The council lifted sanctions that have been in place since Hussein's 1990 invasion of Kuwait. Iraq will now be able to pursue a civilian nuclear program and take control of its oil and natural gas revenue on June 30, 2011. The council also terminated all remaining activities of the controversial oil-for-food program which ran from 1996-2003 and helped ordinary Iraqis cope with sanctions.
The U.S. holds the Security Council presidency this month and pressed for adoption of the three resolutions at a high-level meeting presided over by Vice President Biden, who called the actions Wednesday an important milestone for Iraq.

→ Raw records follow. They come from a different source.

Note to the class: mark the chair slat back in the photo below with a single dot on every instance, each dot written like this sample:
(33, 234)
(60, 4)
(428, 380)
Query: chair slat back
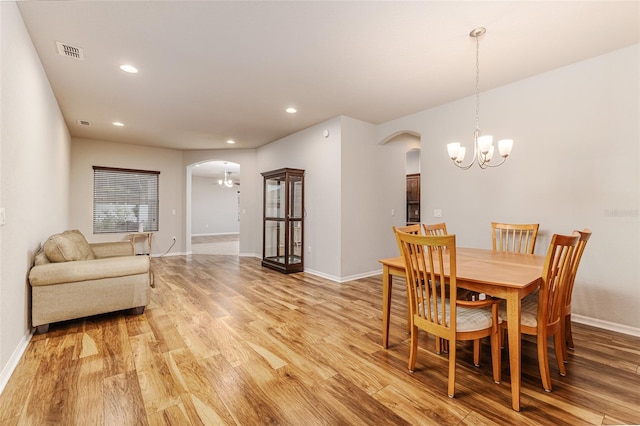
(426, 258)
(435, 229)
(555, 277)
(585, 234)
(517, 238)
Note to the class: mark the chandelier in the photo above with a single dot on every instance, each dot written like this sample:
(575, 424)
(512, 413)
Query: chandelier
(227, 181)
(482, 144)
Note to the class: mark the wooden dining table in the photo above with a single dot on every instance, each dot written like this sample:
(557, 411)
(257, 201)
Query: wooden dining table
(509, 276)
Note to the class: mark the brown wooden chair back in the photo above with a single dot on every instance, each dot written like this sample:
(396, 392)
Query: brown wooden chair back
(435, 229)
(585, 234)
(555, 278)
(517, 238)
(429, 261)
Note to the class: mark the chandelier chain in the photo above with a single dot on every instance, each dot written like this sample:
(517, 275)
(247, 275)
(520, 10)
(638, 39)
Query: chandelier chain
(477, 85)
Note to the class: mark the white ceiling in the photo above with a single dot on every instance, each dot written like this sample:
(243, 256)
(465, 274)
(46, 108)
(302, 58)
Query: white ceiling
(212, 71)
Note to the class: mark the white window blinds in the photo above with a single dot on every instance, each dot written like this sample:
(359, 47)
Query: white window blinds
(123, 198)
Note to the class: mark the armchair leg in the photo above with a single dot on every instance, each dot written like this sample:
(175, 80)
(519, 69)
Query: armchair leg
(41, 329)
(139, 310)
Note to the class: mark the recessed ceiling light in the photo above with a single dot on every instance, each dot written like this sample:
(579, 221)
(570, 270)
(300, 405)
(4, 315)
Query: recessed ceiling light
(129, 68)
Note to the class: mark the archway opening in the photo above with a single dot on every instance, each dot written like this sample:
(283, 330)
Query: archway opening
(214, 211)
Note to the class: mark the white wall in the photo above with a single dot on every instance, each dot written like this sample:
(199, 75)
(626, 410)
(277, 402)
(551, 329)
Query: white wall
(34, 178)
(372, 187)
(574, 164)
(214, 208)
(86, 153)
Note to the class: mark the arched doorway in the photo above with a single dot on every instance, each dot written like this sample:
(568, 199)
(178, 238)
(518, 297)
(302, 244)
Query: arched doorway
(214, 208)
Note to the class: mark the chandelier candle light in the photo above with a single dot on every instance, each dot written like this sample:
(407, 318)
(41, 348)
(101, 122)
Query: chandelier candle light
(482, 145)
(227, 181)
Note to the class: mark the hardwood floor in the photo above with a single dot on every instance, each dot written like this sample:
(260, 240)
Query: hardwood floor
(225, 341)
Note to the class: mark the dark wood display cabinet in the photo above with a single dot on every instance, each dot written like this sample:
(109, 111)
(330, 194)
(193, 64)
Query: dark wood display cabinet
(413, 198)
(283, 220)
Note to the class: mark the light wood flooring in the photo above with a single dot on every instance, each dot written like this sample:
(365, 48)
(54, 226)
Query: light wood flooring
(225, 341)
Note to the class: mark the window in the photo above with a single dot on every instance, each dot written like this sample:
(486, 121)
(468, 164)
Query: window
(122, 199)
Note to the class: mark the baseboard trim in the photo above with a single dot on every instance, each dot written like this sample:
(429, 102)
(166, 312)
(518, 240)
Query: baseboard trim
(611, 326)
(11, 365)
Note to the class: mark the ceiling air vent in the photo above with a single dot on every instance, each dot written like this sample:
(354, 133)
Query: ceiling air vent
(69, 51)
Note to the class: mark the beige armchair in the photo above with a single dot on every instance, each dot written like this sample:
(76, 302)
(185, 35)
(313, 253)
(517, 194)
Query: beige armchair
(73, 279)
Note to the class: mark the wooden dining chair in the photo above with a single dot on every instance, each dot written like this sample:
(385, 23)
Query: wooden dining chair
(414, 229)
(430, 260)
(585, 234)
(517, 238)
(442, 345)
(435, 229)
(542, 315)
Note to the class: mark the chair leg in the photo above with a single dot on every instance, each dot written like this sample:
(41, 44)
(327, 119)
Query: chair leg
(568, 333)
(451, 388)
(563, 339)
(413, 348)
(496, 356)
(408, 315)
(41, 329)
(476, 352)
(543, 362)
(558, 343)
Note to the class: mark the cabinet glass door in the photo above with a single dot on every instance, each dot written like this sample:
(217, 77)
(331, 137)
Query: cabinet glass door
(283, 220)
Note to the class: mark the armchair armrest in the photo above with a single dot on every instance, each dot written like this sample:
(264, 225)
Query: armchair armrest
(85, 270)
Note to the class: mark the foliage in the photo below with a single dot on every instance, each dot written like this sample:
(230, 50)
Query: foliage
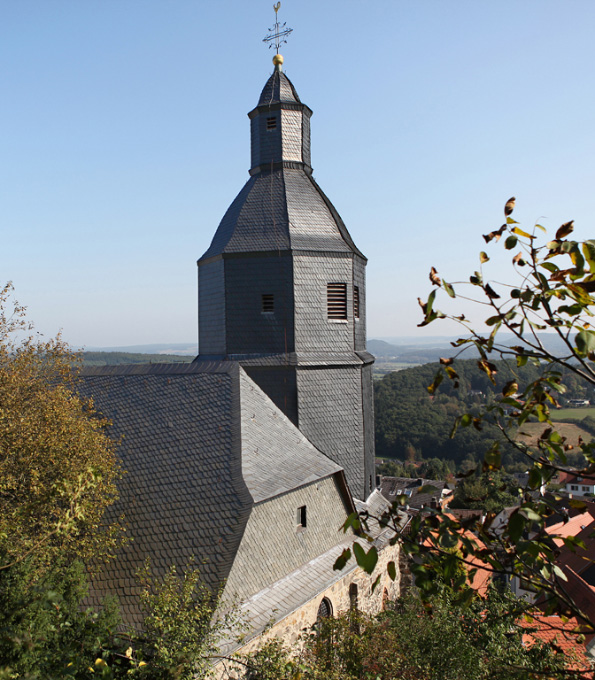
(57, 465)
(434, 468)
(44, 631)
(553, 290)
(409, 418)
(490, 491)
(437, 641)
(182, 627)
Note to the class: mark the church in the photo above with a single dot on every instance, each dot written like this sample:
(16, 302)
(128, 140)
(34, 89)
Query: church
(250, 458)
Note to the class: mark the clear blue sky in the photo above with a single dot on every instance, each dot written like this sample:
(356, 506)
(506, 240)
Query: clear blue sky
(125, 137)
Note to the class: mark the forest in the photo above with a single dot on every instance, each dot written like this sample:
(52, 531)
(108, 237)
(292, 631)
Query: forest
(412, 424)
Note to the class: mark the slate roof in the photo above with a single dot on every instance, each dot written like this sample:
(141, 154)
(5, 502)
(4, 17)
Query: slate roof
(276, 457)
(201, 443)
(278, 88)
(280, 211)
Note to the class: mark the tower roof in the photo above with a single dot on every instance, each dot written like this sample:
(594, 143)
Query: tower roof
(278, 89)
(281, 210)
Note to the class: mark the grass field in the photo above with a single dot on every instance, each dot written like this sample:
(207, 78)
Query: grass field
(574, 413)
(530, 432)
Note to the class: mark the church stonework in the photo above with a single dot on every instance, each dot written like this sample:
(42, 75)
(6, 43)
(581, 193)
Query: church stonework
(282, 290)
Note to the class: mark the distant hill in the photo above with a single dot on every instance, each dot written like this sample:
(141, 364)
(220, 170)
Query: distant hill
(116, 358)
(182, 349)
(423, 350)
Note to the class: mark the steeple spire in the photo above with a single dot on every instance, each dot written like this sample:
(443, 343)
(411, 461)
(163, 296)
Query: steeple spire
(276, 37)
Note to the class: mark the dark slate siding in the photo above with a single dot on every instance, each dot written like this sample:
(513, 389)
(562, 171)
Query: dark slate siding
(262, 223)
(227, 226)
(331, 416)
(306, 139)
(311, 224)
(313, 331)
(248, 329)
(368, 408)
(359, 280)
(280, 385)
(266, 144)
(211, 303)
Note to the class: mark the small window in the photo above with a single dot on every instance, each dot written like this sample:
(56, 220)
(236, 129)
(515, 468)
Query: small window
(336, 296)
(325, 610)
(301, 517)
(353, 596)
(268, 304)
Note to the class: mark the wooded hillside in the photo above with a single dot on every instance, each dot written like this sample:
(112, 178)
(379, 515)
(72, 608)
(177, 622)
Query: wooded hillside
(412, 424)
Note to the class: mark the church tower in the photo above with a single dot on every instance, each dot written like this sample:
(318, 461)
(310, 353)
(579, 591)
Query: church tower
(282, 291)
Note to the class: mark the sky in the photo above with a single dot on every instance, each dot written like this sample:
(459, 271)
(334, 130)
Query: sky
(125, 138)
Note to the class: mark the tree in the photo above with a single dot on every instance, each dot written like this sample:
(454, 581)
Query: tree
(57, 465)
(57, 477)
(438, 641)
(553, 290)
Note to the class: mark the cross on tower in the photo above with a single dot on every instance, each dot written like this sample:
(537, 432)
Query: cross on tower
(278, 33)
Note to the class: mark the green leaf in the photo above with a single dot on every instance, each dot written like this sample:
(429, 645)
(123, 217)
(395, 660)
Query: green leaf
(585, 342)
(448, 541)
(438, 378)
(577, 505)
(535, 478)
(352, 522)
(520, 232)
(493, 459)
(342, 560)
(366, 560)
(449, 289)
(510, 242)
(516, 526)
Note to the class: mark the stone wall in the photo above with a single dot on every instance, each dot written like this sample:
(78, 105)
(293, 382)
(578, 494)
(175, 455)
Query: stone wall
(291, 627)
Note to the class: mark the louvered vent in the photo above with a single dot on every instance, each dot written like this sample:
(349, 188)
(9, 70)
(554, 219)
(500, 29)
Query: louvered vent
(336, 295)
(268, 304)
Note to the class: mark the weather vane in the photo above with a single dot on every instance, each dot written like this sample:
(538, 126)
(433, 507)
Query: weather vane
(278, 33)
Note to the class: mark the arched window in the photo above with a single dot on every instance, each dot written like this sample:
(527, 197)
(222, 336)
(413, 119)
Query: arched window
(325, 610)
(353, 596)
(384, 599)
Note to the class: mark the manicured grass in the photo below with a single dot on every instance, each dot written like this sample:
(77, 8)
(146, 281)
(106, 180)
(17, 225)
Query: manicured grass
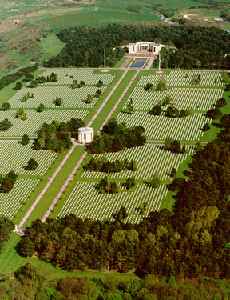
(7, 92)
(208, 136)
(56, 185)
(50, 46)
(78, 152)
(96, 125)
(114, 98)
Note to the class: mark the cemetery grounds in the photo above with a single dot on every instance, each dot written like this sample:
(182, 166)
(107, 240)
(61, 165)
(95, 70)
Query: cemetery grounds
(83, 199)
(80, 197)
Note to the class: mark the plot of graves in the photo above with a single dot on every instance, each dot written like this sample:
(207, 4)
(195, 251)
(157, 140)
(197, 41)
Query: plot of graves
(151, 159)
(15, 156)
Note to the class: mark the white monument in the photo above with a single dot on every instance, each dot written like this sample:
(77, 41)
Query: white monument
(145, 48)
(85, 135)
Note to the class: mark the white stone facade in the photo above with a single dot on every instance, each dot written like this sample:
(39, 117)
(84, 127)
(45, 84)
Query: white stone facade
(85, 135)
(144, 48)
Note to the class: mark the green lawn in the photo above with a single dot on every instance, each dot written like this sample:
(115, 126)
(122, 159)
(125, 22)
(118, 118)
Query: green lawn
(50, 46)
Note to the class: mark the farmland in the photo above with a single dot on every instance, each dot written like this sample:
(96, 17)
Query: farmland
(152, 160)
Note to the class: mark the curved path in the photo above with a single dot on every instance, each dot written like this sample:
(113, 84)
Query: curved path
(21, 225)
(71, 175)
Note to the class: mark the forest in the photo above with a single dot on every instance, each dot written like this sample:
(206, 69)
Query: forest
(189, 242)
(115, 137)
(196, 47)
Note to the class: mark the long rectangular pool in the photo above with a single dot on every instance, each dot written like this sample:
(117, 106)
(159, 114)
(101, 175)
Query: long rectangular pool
(138, 63)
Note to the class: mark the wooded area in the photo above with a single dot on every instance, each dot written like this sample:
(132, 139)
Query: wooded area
(197, 47)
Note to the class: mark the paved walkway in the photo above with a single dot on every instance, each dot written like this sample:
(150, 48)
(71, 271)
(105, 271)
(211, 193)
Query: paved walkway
(71, 176)
(21, 225)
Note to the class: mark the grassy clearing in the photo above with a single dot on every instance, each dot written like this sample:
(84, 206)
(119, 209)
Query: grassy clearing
(50, 46)
(76, 155)
(209, 136)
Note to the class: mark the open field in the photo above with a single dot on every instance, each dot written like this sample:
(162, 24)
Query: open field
(151, 159)
(27, 28)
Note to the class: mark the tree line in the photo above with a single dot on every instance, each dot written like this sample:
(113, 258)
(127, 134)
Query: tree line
(188, 242)
(193, 46)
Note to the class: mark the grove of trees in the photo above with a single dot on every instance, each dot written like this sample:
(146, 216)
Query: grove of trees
(197, 47)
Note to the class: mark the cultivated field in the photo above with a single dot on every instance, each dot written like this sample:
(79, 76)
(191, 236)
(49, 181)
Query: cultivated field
(151, 159)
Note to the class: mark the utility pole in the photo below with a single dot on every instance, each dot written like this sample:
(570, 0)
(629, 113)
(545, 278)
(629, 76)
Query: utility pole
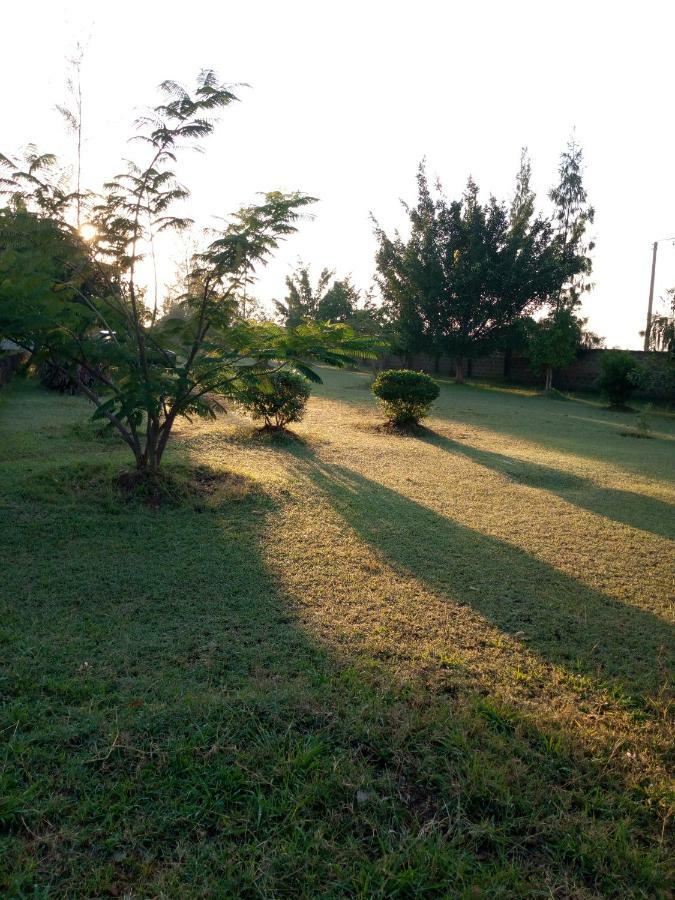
(651, 296)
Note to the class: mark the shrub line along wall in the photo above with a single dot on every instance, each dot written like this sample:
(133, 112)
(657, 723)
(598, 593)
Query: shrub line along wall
(581, 375)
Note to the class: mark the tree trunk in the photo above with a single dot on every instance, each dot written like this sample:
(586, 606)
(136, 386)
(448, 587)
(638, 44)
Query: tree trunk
(508, 357)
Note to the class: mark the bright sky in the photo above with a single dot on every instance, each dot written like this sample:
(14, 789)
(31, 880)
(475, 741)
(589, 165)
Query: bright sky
(347, 97)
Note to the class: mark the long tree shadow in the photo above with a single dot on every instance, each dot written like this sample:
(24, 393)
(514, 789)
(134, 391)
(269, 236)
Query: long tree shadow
(181, 733)
(636, 510)
(563, 620)
(561, 426)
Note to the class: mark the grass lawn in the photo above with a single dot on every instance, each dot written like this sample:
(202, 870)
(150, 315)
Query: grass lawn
(362, 665)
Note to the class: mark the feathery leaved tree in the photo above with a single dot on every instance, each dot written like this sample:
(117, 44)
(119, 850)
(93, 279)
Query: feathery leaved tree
(82, 303)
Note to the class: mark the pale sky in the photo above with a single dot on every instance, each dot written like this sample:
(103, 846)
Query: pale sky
(346, 98)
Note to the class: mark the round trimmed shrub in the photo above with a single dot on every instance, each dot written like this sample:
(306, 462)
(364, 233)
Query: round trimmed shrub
(278, 399)
(405, 396)
(619, 376)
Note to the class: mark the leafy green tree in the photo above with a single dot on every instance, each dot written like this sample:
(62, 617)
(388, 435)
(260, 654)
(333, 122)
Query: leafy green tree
(469, 270)
(553, 342)
(79, 301)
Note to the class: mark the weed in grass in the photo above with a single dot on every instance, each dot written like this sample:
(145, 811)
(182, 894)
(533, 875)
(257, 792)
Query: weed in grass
(318, 690)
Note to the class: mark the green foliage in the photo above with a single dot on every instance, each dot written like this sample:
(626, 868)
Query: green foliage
(657, 377)
(406, 396)
(469, 270)
(279, 399)
(81, 302)
(553, 342)
(619, 376)
(572, 216)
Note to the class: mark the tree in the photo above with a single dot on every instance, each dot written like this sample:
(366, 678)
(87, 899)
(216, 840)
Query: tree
(79, 301)
(302, 299)
(71, 112)
(469, 270)
(572, 216)
(553, 342)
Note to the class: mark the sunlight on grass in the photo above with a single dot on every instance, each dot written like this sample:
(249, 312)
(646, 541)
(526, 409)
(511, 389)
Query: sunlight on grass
(388, 665)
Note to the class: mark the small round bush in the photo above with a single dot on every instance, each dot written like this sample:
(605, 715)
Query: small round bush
(405, 396)
(618, 377)
(277, 399)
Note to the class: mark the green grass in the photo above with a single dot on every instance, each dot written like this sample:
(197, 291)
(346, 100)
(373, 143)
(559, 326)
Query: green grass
(358, 665)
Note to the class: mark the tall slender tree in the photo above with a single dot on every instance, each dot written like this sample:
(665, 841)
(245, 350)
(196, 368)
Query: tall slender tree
(573, 215)
(71, 111)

"The three resolutions we've passed bring an end to the burdensome remnants of the dark era of Saddam Hussein," Biden said. "In recent years, the Iraqi people have emerged from the depths of sectarian violence and they have flatly rejected the grim future offered by extremists, and they have earned themselves a chance for much better days ahead."
The U.N.'s most powerful body voted a day after a deadlock on forming a new Iraqi government ended and a year before the United States is scheduled to pull its last troops out of the country.
Marisa Cochrane, deputy director of the Institute for the Study of War and an expert on Iraq, said the presence of the U.S. forces in Iraq and its involvement in lifting the sanctions should assuage any concerns about a setback.
She noted that Iraq's constitution bars the country from acquiring weapons of mass destruction,
"I think there is a framework within Iraq that will mitigate concerns over lifting these sanctions," she said.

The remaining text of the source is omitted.